Nonetheless, in its Economic Forecast, the BCC upgraded its growth outlook for 2017 to 1.5 percent from 1.4 percent, citing strong global growth outlook. Moreover, lower sterling is likely to boost short-term export activity this year, the lobby said.
For the second quarter of 2017, the BCC projected 0.4 percent growth. Its expectations for 2018 and 2019 remained unchanged at 1.3 percent and 1.5 percent, respectively.
Consumer spending growth for 2017 was downgraded to 1.3 percent from 1.6 percent.

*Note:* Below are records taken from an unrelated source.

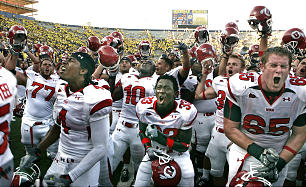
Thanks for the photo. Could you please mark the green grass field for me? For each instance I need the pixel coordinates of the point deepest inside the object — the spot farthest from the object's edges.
(18, 149)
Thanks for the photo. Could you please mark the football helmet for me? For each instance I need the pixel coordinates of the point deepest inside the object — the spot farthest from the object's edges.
(109, 58)
(206, 52)
(192, 50)
(254, 54)
(144, 48)
(119, 37)
(17, 36)
(261, 20)
(294, 40)
(201, 35)
(46, 50)
(165, 171)
(36, 48)
(232, 24)
(247, 179)
(25, 177)
(83, 49)
(93, 43)
(229, 38)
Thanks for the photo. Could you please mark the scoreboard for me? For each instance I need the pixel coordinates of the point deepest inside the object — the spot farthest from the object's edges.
(189, 18)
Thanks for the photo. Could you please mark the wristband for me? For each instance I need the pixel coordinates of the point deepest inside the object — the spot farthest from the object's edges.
(280, 164)
(255, 150)
(290, 150)
(170, 143)
(204, 97)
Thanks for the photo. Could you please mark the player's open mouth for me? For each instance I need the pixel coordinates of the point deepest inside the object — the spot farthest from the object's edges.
(276, 80)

As real wages are eroded by inflationary pressures, spending growth will slow to 0.9 percent next year, the BCC said.
Meanwhile, business investment was forecast to climb 0.3 percent instead of a 0.5 percent fall estimated previously. Investment growth was expected to remain muted at 0.5 percent in 2018.
Exports growth projection was upgraded to 3.1 percent from 2.7 percent but it was forecast to ease to 2.9 percent next year.
The lobby upgraded its inflation projections as rising cost of imported raw materials continues to filter through supply chains. Inflation of 2.9 percent was forecast for this year, peaking at 3.4 percent in the fourth quarter of 2017.
Inflation was expected to slow to 2.8 percent in 2018 and 2.5 percent in 2019. The previous forecasts were for 2.4 percent, 2.7 percent and 2.5 percent, respectively.
First increase in official interest rates, to 0.5 percent was expected in the first quarter 2018 – earlier than the prediction of fourth quarter of 2018 in the previous forecast.
“An earlier than required tightening in monetary policy could destabilize consumer and business confidence and push UK growth materially lower, particularly during this period of political instability,” Suren Thiru, head of economics at the BCC, said.